Lithium Isotope Systematics of McMurdo Volcanic Group Lavas, and Other Intraplate Sites

Jeffrey G. Ryan (Dept. Geology, Univ. South Florida, 4202 East Fowler Ave, Tampa, FL 33620; ryan@chuma.cas.usf.edu

Philip R. Kyle (Dept. Geosciences, New Mexico Inst. Min. Tech, Socorro, NM)

To assess the geochemical cycle of Li isotopes, and the role of subduction in Li isotopic distributions in the Earth, it is necessary to understand the level of Li isotopic diversity in terrestrial mantle reservoirs. Accessing this information in via examining mantle-derived volcanic rocks may be complicated by the fact that unlike radiogenic isotope systems, Li isotopic ratios may suffer chemical fractionations during hydrothermal processes associated with magmatism, and may also be affected by isotopically variable Li reservoirs in the crust. To characterize the effects of open-system magmatic processes, as well as to constrain d7Li values for mantle sources, we have examined the Li abundance and isotopic systematics of well-characterized suites of lavas from the McMurdo Volcanic Group (Mt. Erebus region) of Antarctica, for comparison to other intraplate volcanic sites.

Both Li contents and d7Li for our samples were determined using the VG P54-30 MC ICP-MS at the Dept. Terrestrial Magnetism/CIW, following methods pioneered by P. Tomascek and coworkers.

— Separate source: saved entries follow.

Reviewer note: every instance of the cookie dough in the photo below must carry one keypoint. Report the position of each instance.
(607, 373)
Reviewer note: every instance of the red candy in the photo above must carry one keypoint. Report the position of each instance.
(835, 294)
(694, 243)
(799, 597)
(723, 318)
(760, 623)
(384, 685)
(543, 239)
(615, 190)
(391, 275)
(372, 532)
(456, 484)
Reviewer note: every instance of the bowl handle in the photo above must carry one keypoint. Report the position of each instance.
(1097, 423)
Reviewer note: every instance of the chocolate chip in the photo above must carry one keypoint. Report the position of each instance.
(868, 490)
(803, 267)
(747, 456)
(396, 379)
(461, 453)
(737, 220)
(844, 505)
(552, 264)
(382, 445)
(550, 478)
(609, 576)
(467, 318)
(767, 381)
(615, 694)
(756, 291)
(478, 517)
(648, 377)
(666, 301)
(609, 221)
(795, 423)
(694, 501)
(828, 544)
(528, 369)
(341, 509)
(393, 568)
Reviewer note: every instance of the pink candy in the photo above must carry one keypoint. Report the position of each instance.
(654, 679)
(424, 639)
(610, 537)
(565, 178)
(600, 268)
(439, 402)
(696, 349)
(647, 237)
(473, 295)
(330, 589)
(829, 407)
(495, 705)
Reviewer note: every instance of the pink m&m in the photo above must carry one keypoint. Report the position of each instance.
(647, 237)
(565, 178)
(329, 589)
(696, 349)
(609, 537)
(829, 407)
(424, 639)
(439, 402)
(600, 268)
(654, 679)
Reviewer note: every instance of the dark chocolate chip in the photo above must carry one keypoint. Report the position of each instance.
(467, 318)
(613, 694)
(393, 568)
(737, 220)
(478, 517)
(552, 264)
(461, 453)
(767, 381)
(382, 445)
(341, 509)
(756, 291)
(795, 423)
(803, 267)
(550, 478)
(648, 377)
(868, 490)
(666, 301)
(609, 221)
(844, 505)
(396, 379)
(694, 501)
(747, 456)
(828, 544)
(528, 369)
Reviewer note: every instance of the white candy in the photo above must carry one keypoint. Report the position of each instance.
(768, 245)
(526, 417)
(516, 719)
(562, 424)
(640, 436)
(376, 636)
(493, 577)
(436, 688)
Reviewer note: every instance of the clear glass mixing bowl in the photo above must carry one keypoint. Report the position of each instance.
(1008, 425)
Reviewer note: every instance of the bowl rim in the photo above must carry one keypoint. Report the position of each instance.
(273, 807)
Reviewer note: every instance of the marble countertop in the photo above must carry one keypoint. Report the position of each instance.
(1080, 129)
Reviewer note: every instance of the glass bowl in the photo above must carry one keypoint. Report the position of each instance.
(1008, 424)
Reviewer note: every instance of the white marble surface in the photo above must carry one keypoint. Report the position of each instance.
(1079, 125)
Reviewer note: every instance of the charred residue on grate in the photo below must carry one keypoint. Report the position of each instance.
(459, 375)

Recent improvements in Li sensitivity are reflected in improved short-term reproducibility : repeated measurements of reference samples, and replicate sample digestions indicate a precision on d7Li determinations of on the order of 0.7‰.

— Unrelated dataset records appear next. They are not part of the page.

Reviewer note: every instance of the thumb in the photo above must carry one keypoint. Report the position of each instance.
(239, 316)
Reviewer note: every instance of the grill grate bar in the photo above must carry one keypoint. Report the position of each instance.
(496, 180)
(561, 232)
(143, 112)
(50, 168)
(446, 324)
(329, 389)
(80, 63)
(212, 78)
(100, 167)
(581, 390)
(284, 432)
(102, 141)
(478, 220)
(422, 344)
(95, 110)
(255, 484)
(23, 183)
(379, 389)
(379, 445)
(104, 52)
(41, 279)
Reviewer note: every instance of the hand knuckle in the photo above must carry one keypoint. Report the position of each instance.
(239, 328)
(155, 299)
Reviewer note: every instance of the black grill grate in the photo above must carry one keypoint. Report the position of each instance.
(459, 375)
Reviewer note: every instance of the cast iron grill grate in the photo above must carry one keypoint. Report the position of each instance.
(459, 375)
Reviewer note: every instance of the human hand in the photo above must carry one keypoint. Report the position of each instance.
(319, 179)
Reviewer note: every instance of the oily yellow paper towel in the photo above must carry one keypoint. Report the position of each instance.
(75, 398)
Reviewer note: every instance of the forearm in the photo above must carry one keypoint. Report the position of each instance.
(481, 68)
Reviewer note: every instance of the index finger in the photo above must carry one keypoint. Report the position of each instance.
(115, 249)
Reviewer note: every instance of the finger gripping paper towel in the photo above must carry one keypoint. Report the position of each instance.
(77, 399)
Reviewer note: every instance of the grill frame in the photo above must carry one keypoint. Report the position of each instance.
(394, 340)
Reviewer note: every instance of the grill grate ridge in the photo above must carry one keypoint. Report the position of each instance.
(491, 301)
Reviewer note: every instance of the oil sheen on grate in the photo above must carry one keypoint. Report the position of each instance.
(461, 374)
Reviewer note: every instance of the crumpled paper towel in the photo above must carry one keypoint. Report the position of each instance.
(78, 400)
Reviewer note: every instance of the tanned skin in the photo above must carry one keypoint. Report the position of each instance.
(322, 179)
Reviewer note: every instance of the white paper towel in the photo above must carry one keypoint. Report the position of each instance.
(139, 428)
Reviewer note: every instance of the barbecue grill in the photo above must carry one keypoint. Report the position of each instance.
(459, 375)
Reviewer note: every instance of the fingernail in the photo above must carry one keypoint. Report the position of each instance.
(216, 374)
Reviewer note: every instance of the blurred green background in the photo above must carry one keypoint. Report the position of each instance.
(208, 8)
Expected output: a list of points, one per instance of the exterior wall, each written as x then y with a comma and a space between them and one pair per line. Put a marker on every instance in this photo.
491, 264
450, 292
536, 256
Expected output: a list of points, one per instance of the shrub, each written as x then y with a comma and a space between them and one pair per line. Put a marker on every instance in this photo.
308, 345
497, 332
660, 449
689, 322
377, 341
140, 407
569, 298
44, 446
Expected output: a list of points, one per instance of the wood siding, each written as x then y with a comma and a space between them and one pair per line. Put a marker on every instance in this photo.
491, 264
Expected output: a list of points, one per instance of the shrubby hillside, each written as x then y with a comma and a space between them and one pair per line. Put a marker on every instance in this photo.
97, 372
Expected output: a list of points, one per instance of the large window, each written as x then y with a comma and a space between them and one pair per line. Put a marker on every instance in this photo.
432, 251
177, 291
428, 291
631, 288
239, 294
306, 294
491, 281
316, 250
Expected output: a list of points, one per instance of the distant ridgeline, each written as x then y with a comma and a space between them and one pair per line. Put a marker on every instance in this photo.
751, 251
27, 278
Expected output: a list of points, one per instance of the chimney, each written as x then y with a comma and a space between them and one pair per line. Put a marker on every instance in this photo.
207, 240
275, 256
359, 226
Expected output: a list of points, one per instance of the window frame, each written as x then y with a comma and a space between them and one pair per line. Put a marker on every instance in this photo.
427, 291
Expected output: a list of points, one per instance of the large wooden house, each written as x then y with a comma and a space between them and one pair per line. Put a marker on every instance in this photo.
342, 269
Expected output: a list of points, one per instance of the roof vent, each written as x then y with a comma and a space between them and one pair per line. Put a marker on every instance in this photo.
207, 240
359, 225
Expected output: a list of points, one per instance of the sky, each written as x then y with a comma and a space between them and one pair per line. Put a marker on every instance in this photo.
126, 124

The McMurdo samples analyzed included basanites and moderately evolved lavas of the Erebus Lineage (EL) and evolved Enriched Iron series (EFS) lavas (phonolites and trachytes). d7Li in relatively primitive EL lavas (Li contents: 3-9 ppm) average +4.0‰ 1‰, while the more evolved rocks (Li contents: 11-19 ppm) range from +1.4‰ to +10.4‰. Basanites from the Crary Mtns, in the West Antarctic Rift System (Late Cenozoic) have d7Li of +4.1‰ to +5.0‰. Thus, while magmatic processes do impart variability on d7Li, the most primitive lavas erupted in this region over time preserve a consistent ratio, most likely reflecting that of the local mantle source. The McMurdo mantle source is isotopically similar to that of Iceland (+3.1‰, +4‰) and Reunion (+2.8‰, +4.4‰), but distinct from that of St. Helena (+7.0‰) and the Pribilof Islands (~+6.7‰). The Li isotopic variability of intraplate volcanic rocks thus appears to be somewhat larger than that of MORBs, and "normal" arc lavas, though it is still markedly less than what is seen in "old" arc settings such as Panama.